贈与契約書を取り交わした時期と実際にお金を振り込んだ日が異なる年になってしまったとき、いったいいつの年の贈与になるのか、悩むところです。
口頭なら振込日、書面なら書面の日付
「いつ贈与があったのか」について、国税庁のタックスアンサーに以下のとおりの記載があります。
(1) 口頭による贈与の場合 贈与の履行があった時
(2) 書面による贈与の場合 贈与契約の効力が発生した時
(3) 停止条件付贈与の場合 その条件が成就した時
(4) 農地等の贈与の場合 農地法の規定による許可又は届出の効力が生じた時
(相基通1の3・1の4共-8、1の3・1の4共-9、1の3・1の4共-10)
国税庁ウエブサイト:https://www.nta.go.jp/taxes/shiraberu/taxanswer/zoyo/4402_qa.htmより
口頭による贈与とは口約束の贈与です。贈与契約書など書面が無い場合が該当します。口頭による贈与の場合は贈与の履行、つまり振込があった時が贈与があった時とされています。例えば、今年、「100万円あげるね」「ありがとう!」という話があり実際に振込があったのが来年だとしたら、来年の贈与になります。

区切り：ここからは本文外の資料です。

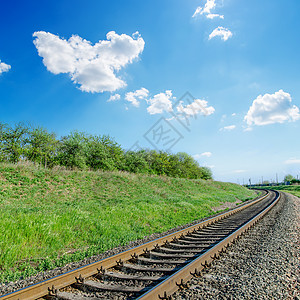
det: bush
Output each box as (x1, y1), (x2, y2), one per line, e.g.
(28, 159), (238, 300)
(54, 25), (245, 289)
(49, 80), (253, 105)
(0, 123), (212, 179)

書面による贈与、代表的なものは贈与契約書を作成した場合は、贈与契約書の効力が発生した時に贈与があったとします。贈与契約書の効力が発生した時とは通常、贈与契約書に記載されている日付です(この日付の日に贈与契約書を作成したと思われるため)。従って、贈与契約書の日付となります。
贈与契約書の日付を確認しよう
今回の事例では、贈与契約書が取り交わされていることから「贈与契約書の日付」の年に贈与があったとみなされます。
贈与契約を撤回したら?
贈与契約書を作成したものの「やっぱりやめよう」という事で贈与契約を無かったことにしよう、という事もあるかと思います。
その場合でも原則的には贈与はあったとして扱われ、贈与税の課税対象となります。
しかし、課税の公平を乱さずに次の全てを満たす場合は、税務上では贈与契約が無かったものとして取り扱うことができるとされています。

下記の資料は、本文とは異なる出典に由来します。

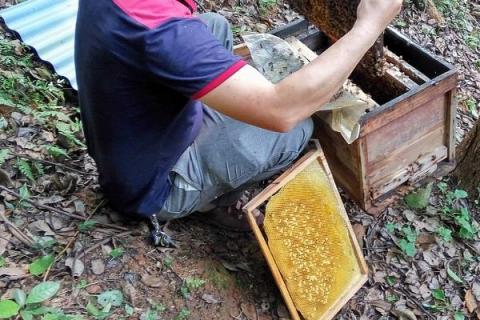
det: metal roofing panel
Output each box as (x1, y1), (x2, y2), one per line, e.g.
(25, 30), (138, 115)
(0, 0), (78, 90)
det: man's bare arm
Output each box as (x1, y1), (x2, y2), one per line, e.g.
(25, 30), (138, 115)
(201, 0), (402, 132)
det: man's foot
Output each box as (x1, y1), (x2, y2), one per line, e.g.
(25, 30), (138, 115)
(202, 205), (264, 232)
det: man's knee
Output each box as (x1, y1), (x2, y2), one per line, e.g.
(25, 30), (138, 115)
(294, 118), (313, 153)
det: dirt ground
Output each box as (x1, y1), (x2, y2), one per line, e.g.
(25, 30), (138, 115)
(0, 0), (480, 320)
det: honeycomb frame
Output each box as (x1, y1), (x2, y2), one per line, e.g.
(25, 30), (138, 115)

(1) 贈与契約の取消し又は解除が当該贈与のあった日の属する年分の贈与税の申告書の提出期限までに行われたものであり、かつ、その取消し又は解除されたことが当該贈与に係る財産の名義を変更したこと等により確認できること。
(2) 贈与契約に係る財産が、受贈者によって処分され、若しくは担保物件その他の財産権の目的とされ、又は受贈者の租税その他の債務に関して差押えその他の処分の目的とされていないこと。
(3) 当該贈与契約に係る財産について贈与者又は受贈者が譲渡所得又は非課税貯蓄等に関する所得税その他の租税の申告又は届出をしていないこと。
(4) 当該贈与契約に係る財産の受贈者が当該財産の果実を収受していないこと、又は収受している場合には、その果実を贈与者に引き渡していること。